Diffusion Based Video Prediction
Title: Diffusion Based Video Prediction
SNIC Project: Berzelius-2022-66
Project Type: LiU Berzelius
Principal Investigator: Stefan Bauer <stefan.a.bauer@gmail.com>
Affiliation: Kungliga Tekniska högskolan
Duration: 2022-04-04 – 2022-11-01
Classification: 10201
Homepage: https://arxiv.org/abs/2105.14257


Score-based methods represented as stochastic differential equations on a continuous time domain have recently proven successful as a non-adversarial generative model. In particular they achieved new state-of-the-art performance on image generation while offering theoretical guarantees. Training such models relies on denoising score matching, which can be seen as multi-scale denoising autoencoders. In this project augment the denoising score-matching framework to enable representation learning without any supervised signal. GANs and VAEs learn representations by directly transforming latent codes to data samples. In contrast, the introduced diffusion based representation learning relies on a new formulation of the denoising score-matching objective and thus encodes information needed for denoising.
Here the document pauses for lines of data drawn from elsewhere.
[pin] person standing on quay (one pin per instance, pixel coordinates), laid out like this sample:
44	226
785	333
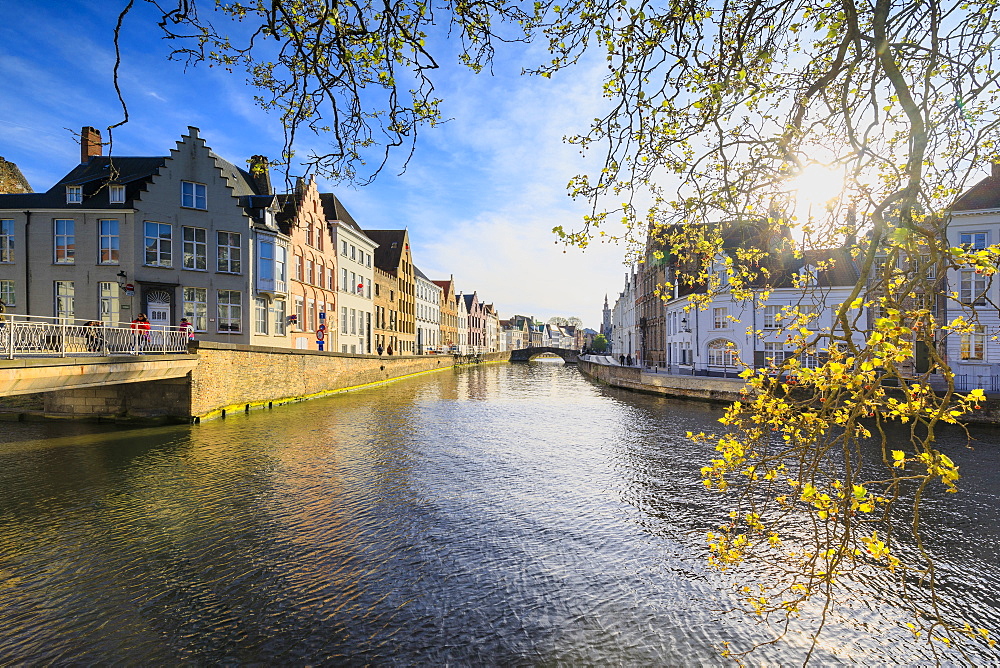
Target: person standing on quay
141	326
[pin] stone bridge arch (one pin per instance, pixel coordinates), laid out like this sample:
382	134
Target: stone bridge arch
528	354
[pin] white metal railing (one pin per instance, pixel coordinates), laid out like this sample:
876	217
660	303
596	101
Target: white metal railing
40	336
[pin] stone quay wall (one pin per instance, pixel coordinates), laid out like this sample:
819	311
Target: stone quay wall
242	377
702	388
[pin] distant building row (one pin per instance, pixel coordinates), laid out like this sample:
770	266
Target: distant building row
190	235
725	333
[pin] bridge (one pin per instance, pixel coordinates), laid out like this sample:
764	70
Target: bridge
527	354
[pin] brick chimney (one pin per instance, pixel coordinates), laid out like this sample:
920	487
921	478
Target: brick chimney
90	143
261	173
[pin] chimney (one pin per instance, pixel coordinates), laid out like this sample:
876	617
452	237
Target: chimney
261	174
90	143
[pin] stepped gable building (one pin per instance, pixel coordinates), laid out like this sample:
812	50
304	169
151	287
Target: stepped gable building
12	181
974	223
476	323
449	315
312	284
394	258
171	236
357	278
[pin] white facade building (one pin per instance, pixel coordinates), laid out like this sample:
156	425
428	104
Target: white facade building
427	314
355	308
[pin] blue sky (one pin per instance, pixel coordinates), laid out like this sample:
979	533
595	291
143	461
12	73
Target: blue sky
480	196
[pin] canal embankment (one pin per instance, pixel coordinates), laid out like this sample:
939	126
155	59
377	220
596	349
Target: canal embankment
723	390
228	378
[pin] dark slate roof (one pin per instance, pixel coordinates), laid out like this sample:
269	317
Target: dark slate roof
334	209
983	195
390	247
94	175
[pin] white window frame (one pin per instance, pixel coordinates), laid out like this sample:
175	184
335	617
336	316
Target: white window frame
65	252
194	195
64	299
8	292
229	312
972	288
194	248
195	306
973	345
109	241
974	240
722	352
6	240
230	261
160	246
720	317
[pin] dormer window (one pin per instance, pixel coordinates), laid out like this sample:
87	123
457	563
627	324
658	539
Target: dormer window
194	195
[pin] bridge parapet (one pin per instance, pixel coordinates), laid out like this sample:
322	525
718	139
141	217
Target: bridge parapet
527	354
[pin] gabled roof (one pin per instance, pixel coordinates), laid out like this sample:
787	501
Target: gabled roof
983	195
390	247
94	176
334	209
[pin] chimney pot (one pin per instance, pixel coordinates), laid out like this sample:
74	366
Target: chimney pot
90	143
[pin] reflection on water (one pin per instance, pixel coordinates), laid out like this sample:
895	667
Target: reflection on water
490	515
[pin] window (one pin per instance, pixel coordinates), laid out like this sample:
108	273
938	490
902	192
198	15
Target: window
278	306
194	195
65	293
974	344
110	305
721	353
230	311
108	242
158	246
300	314
196	308
65	241
974	240
195	248
720	317
6	240
229	252
774	353
260	315
772	317
7	294
972	288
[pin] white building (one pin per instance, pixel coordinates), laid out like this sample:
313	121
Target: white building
427	313
624	338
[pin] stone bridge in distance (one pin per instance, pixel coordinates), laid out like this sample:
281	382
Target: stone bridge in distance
527	354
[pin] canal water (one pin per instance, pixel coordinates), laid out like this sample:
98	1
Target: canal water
495	515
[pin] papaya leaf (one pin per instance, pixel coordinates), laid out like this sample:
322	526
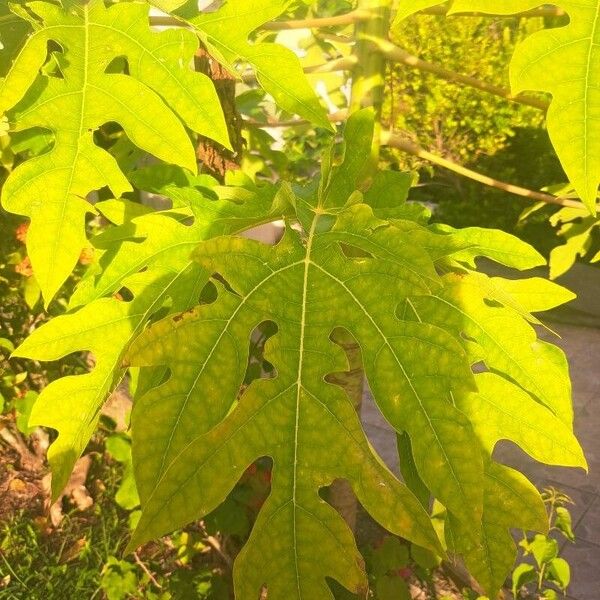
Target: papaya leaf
499	336
565	63
225	33
79	97
204	430
510	500
499	410
152	261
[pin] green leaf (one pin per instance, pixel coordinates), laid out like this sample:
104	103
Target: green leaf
510	500
576	226
543	548
194	439
226	31
496	334
563	522
152	260
565	62
13	31
160	88
119	446
500	410
24	406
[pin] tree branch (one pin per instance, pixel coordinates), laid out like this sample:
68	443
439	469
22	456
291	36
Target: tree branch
346	19
396	141
548	11
397	54
350	18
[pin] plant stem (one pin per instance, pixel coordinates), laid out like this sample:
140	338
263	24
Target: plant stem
396	141
536	12
399	55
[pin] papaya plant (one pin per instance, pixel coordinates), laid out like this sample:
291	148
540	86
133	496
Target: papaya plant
112	109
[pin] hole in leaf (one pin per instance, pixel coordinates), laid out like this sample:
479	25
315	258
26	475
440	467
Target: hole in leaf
209	293
236	515
218	277
124	294
479	367
354	252
258	367
55	61
351	380
492	303
118	65
465	336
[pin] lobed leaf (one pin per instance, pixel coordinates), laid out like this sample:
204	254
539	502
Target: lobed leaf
225	33
82	95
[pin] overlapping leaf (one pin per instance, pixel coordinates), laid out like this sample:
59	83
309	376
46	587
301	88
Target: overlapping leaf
150	258
186	467
510	501
225	32
194	435
506	7
13	31
564	62
149	103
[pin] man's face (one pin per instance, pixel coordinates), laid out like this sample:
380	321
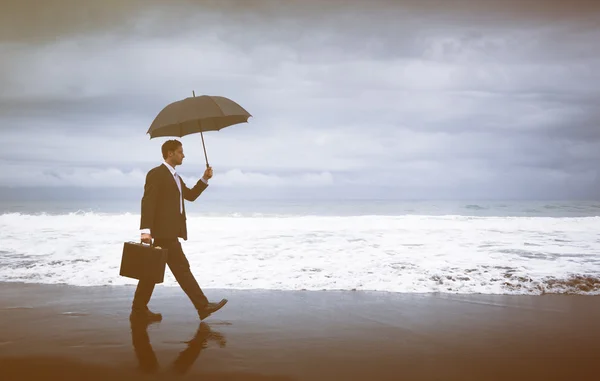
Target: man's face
177	155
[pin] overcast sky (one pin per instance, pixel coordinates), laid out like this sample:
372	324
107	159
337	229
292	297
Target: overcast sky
453	99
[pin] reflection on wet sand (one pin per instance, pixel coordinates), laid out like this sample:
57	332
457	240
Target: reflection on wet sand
148	362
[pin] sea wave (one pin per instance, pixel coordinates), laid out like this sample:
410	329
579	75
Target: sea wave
419	254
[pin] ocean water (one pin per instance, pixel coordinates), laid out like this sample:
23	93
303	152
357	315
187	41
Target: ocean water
396	246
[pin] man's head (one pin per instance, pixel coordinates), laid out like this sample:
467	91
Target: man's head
172	151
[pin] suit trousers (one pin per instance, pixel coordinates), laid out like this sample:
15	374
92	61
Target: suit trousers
180	267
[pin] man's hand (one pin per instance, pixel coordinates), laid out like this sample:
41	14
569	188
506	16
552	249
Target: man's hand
146	238
207	173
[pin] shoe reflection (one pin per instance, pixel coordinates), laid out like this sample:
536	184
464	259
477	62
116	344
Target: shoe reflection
147	360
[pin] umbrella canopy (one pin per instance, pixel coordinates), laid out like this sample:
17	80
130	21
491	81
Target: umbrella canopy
197	114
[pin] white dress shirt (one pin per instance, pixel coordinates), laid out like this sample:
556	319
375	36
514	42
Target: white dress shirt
178	182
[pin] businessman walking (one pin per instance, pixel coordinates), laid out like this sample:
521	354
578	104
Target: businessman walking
163	220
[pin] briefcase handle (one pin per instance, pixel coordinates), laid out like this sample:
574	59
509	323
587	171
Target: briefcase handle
150	244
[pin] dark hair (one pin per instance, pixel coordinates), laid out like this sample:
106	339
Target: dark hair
169	145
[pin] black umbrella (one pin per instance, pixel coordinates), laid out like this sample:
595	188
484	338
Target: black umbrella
197	114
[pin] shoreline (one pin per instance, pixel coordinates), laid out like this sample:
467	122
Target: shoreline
74	332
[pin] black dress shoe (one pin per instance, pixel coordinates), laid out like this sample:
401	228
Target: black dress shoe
211	308
144	314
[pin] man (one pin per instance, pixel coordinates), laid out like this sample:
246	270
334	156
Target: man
164	220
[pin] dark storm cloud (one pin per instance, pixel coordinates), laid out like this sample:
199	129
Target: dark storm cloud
454	98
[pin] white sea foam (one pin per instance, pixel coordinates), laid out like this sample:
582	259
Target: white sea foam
455	254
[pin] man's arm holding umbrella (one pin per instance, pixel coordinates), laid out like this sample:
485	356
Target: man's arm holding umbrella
201	185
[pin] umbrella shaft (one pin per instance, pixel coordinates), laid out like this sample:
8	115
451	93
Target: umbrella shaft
203	147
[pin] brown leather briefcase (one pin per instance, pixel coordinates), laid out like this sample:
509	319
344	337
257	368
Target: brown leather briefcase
143	261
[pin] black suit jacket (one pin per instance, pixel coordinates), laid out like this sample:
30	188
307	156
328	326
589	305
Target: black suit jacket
160	204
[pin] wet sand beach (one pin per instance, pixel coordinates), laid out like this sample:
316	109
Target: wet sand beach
54	332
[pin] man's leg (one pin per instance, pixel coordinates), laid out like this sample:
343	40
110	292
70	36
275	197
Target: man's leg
142	296
180	267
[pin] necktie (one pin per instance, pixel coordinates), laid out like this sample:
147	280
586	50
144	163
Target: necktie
180	195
We illustrate how this difference allows for manual control of the level of details encoded in the representation. Using the same approach, we propose to learn an infinite-dimensional latent code which achieves improvements of state-of-the-art models on semi-supervised image classification in representation learning. We now want to significantly extend this work to develop diffusion based models for video prediction. Using the existing proposal on Berzelius we already get very promising result on the relatively small MNIST dataset and in this project proposal we now want to scale this approaches to high-dimensional datasets, run the ablations on model architecture and prepare it for a submission to NeurIPS or ICLR.